New Package Screens Malicious Controls

Network administrators are increasingly finding themselves besieged by the threat of malicious Java applets or ActiveX controls that infiltrate enterprise networks embedded within other applets that externally, at least, appear to be harmless.

Sun Microsystems Inc.’s Java and Microsoft Corp.’s ActiveX technologies have facilitated a shift to a component infrastructure where lightweight application components or controls can be downloaded to remote end users’ desktops. But now the scripting engines of each technology -- JavaScript and VBScript, respectively -- pose new threats.

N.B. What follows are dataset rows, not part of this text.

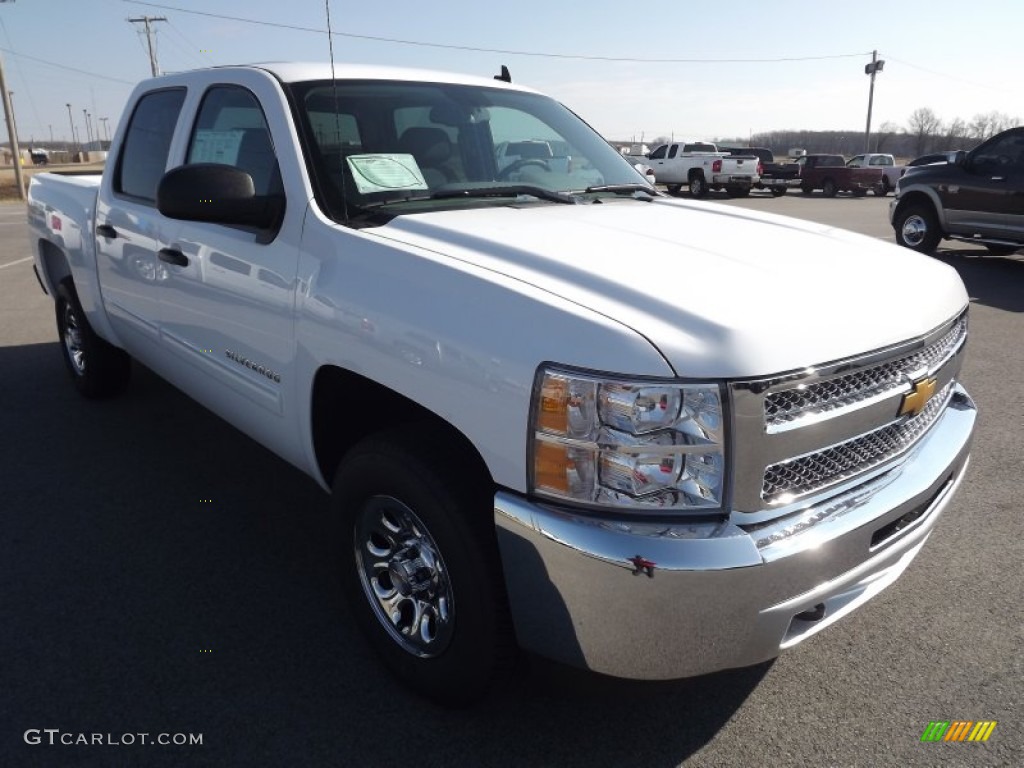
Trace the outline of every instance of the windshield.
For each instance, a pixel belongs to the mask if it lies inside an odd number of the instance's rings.
[[[317,201],[343,224],[574,202],[576,194],[647,186],[590,126],[546,96],[391,81],[306,82],[290,90]]]

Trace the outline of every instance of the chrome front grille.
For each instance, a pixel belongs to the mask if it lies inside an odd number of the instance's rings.
[[[967,315],[963,314],[945,335],[916,352],[816,384],[773,392],[764,399],[765,425],[770,432],[789,428],[810,416],[885,397],[909,379],[941,367],[966,337]]]
[[[965,310],[900,344],[731,383],[732,508],[753,523],[773,519],[899,461],[942,417],[967,327]],[[920,412],[900,415],[931,387]]]
[[[761,497],[769,504],[785,503],[895,458],[935,422],[952,392],[953,383],[950,382],[928,401],[917,416],[816,453],[772,464],[765,469]]]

With the introduction of version 2.0 of its SafeGate software product, Security Seven Software Inc. (Boston, hopes to provide a solution to this problem.

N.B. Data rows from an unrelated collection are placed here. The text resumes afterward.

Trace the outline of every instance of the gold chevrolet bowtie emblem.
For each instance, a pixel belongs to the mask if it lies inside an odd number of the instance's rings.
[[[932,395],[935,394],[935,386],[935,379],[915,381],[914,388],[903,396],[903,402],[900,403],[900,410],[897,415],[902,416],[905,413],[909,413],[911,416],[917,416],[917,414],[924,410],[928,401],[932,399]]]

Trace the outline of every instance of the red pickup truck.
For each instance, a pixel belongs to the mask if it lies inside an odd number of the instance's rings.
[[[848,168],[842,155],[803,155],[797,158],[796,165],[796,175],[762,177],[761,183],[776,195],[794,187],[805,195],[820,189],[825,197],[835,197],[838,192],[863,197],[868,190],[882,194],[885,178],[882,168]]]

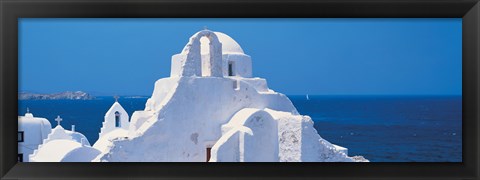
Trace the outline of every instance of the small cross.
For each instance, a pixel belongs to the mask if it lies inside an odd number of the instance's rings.
[[[30,113],[30,109],[27,107],[27,113]]]
[[[207,26],[203,26],[203,30],[208,30],[208,29],[207,29]]]
[[[113,98],[115,98],[115,102],[118,102],[118,96],[113,96]]]
[[[60,126],[60,121],[62,121],[63,119],[60,118],[60,116],[57,116],[57,118],[55,118],[55,121],[57,121],[58,125]]]

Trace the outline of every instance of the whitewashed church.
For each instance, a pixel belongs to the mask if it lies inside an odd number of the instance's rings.
[[[155,82],[143,111],[130,118],[115,102],[93,146],[57,121],[51,129],[44,118],[19,116],[24,161],[368,162],[322,139],[287,96],[253,77],[251,57],[235,40],[210,30],[172,56],[170,77]]]

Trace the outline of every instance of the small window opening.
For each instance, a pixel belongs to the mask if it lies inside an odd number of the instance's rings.
[[[233,62],[228,62],[228,76],[233,76]]]
[[[23,142],[24,139],[23,139],[23,134],[24,132],[23,131],[18,131],[18,142]]]
[[[118,111],[115,112],[115,127],[120,127],[120,113]]]

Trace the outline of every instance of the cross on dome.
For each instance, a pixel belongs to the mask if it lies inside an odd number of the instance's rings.
[[[55,121],[57,121],[59,126],[60,126],[60,121],[62,121],[62,120],[63,119],[60,116],[57,116],[57,118],[55,118]]]
[[[27,107],[27,113],[30,113],[30,109]]]
[[[118,102],[118,96],[113,96],[113,98],[115,98],[115,102]]]

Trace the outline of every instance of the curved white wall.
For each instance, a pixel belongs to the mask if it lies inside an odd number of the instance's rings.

SafeGate 2.0 leverages Security-7’s Dynamic Behavioral Inspection function, a technology that inspects Java applets, ActiveX components or other designated executable file types as they arrive at the network gateway for bits of malicious code, in addition to predetermined or pre-specified problem or malicious executables.

Security-7 CEO Jack Hembrough notes, "What’s happening is that as the Web is becoming more and more dynamic, there is more useful dynamic content that is downloaded to people. The problem is that the bad guys see all of this useful stuff going on, and they’re embedding malicious code into these Web pages, Java applets or ActiveX controls and the security manager can’t possibly monitor it all."

SafeGate 2.0 works by allowing the network to trust mobile code delivered by the Dynamic Behavioral Inspection engine based on policy and trust relationships defined by a security administrator.

For its part, the Dynamic Behavioral Inspection engine uses five levels of inspection to ensure that objects comply with a company’s security policy. Accordingly, the Dynamic Behavioral Inspection engine can compare a Java applet’s or ActiveX control’s type, source and destination to an existing security policy to make sure that it is a permitted executable; can decompress .ZIP, .CAB or .JAR files to individually inspect files to determine if they contain trusted or untrusted code; and can inspect incoming code against a profile database of known hostile objects, denying any code that matches the database. The product includes provisions to update the database as new malicious objects are identified.

SafeGate 2.0 also uses Public Key certificate authority technology and the standard Public Key Infrastructure as a means to establish trust levels to determine the acceptability of foreign code. SafeGate 2.0 works with any public or private certificate authority and compares the details of a certificate -- including aspects such as signatory, validity, revocation date, source and integrity -- to a database of trusted certificates in the defined security policy.

According to Chris Christiansen, Internet security program director for International Data Corp. (Framingham, Mass.,, SafeGate 2.0 can provide network security protection beyond that commonly afforded by conventional firewall technology. "Firewalls are effective as a first defense against hostile executables," Christiansen explains. "However, Security-7’s [product] can provide additional protection with its unique method of allowing mobile code based on policy screening and trust relationships."